Lie #1: People care which company they work for
This lie is basically about the fact that people might join a company because of the company, but stay at a company because of the team they are in, even if they don’t like where the company is headed. But even more, if the company is still great with lofty goals but the team sucks, people tend to leave.
I sort of knew this one because the people you work with directly influence how you percieve work. So working for a (on the outside) great company, let’s say, Space X, might seem nice but if the people you work with are a*$!es and/or have a different workethic then you, you won’t last very long, even if it’s a long nurished dream.
Working for a large e-commerce company in the Netherlands for almost 10 years on the other hand has also shown me that if the company culture and vibe is great than working on a team that’s not fitting might not be such a problem. Moreover there are quite some opportunities to change teams and to make work more interesting by doing side-projects.
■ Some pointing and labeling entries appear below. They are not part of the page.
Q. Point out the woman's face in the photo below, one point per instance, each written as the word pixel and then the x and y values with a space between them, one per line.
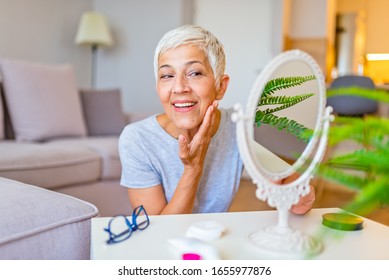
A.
pixel 186 86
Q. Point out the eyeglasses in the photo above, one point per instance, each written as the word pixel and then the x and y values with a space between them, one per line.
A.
pixel 120 227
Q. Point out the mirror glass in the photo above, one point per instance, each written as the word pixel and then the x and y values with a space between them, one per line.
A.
pixel 284 131
pixel 286 114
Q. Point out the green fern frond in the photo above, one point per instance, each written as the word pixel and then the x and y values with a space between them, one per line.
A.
pixel 283 83
pixel 286 101
pixel 367 131
pixel 282 123
pixel 361 160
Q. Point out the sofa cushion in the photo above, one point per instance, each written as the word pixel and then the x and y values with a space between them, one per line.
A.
pixel 41 224
pixel 48 166
pixel 102 111
pixel 105 146
pixel 2 127
pixel 42 99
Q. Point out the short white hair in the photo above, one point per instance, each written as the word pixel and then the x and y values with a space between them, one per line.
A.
pixel 198 36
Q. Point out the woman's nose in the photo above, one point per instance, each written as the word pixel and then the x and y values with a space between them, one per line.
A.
pixel 180 84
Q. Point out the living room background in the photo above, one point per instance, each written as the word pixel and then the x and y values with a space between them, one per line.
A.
pixel 44 31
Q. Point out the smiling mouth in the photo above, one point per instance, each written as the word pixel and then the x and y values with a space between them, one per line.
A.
pixel 184 105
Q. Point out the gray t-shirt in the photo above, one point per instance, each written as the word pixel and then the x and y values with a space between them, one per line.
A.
pixel 149 157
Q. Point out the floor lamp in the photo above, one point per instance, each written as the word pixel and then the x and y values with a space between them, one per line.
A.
pixel 93 31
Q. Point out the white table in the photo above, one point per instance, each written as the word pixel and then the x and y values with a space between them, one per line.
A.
pixel 372 242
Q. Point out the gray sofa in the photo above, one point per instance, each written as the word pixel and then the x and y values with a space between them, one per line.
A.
pixel 59 163
pixel 59 137
pixel 36 223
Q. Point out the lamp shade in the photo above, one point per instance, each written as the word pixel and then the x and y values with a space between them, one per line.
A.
pixel 93 30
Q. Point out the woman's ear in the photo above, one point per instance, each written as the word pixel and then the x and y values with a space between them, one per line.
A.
pixel 223 84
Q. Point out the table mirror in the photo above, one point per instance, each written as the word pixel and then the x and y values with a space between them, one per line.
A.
pixel 283 132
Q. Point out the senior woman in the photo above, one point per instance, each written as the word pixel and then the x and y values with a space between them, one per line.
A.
pixel 186 160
But in the end it’s mostly about the people your working with that influence how you percieve and enjoy work. So working for the best team in the worst company, keeps you at the company more than the other way around.
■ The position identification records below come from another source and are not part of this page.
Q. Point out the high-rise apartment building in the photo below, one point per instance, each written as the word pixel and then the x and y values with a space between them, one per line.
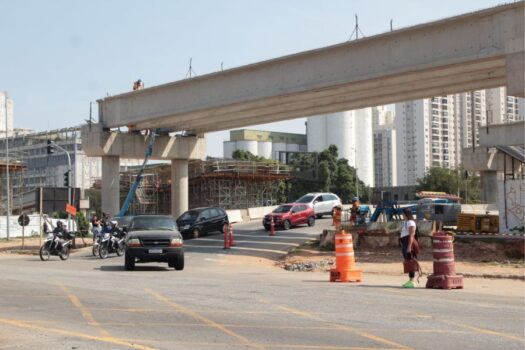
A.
pixel 433 131
pixel 427 135
pixel 385 161
pixel 351 132
pixel 6 111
Lie #6: People can reliably rate other people
This lie is about the fact that people can’t objectively rate other people based on some method or concept. I guess almost everyone has been through some sort of yearly review cycle and based on the outcome got a smaller or larger raise. But the question is always, how do a select bunch of people rate you but don’t really know you and often only see part of what you do.
I guess in my experience that’s only a problem if people have been given a low score. In my company what they do is collect information from lots of people i work with which should give a decent image of how i perform and how people see me. But this does not mean they are correct, in my view of course. Those people usually see only a part of me and is greatly influence by if and how my work affects them. If it affects poorly or we could not get along, then you get ‘poor’ data. Is that bad? Depends what your manager does with the data.
A good measure is how many people give the same input. If everyone says you, for example, are a poor communicator, then there’s something to it. Even if you don’t see it that way. It’s how others percieve you that greatly impacts your effectiveness. Luckily my last ‘review’ people gave feedback that was all over the place (mostly positive).
But being reviewed, although needed to a certain extend, is somehow always a bit weird and looming. I just started seeing it as a way to improve, even if i don’t always agree and try to take the emotion out of the review and look at the facts. But then again, my last (and only) poor review was 7 years ago.
Final thought(s)
There’s one other lie that is interesting, and that’s lie #4: The best people are well rounded, which is more about the idea that you need to be allrounded to be succesfull. Which in my opinion is most certainly not the case. There are very few people who excell on different levels. But i started reading another book called ‘Range‘ by David Epstein and it’s about
Plenty of experts argue that anyone who wants to develop a skill, play an instrument, or lead their field should start early, focus intensely, and rack up as many hours of deliberate practice as possible. If you dabble or delay, you’ll never catch up to the people who got a head start. But a closer look at research on the world’s top performers, from professional athletes to Nobel laureates, shows that early specialization is the exception, not the rule.
So curious to read how lie #4 and this book relate to eachother but my guess it’s about that the best people are often specialists in a certain field but how you can become a good specialists does not mean you have to specialize early (as a kid) but do more ‘allround’ stuff which takes Roger Federer as an example.
The book (Nine Lies About Work) was a good read and these type of books keep me critical about things that seem ‘normal’. That’s all we can do these days with all the traditional and social media avalange of data, information and knowledge that enters our brain on a daily basis. We have to make sense of it and that requires critical thinking and being prepared to change your mind.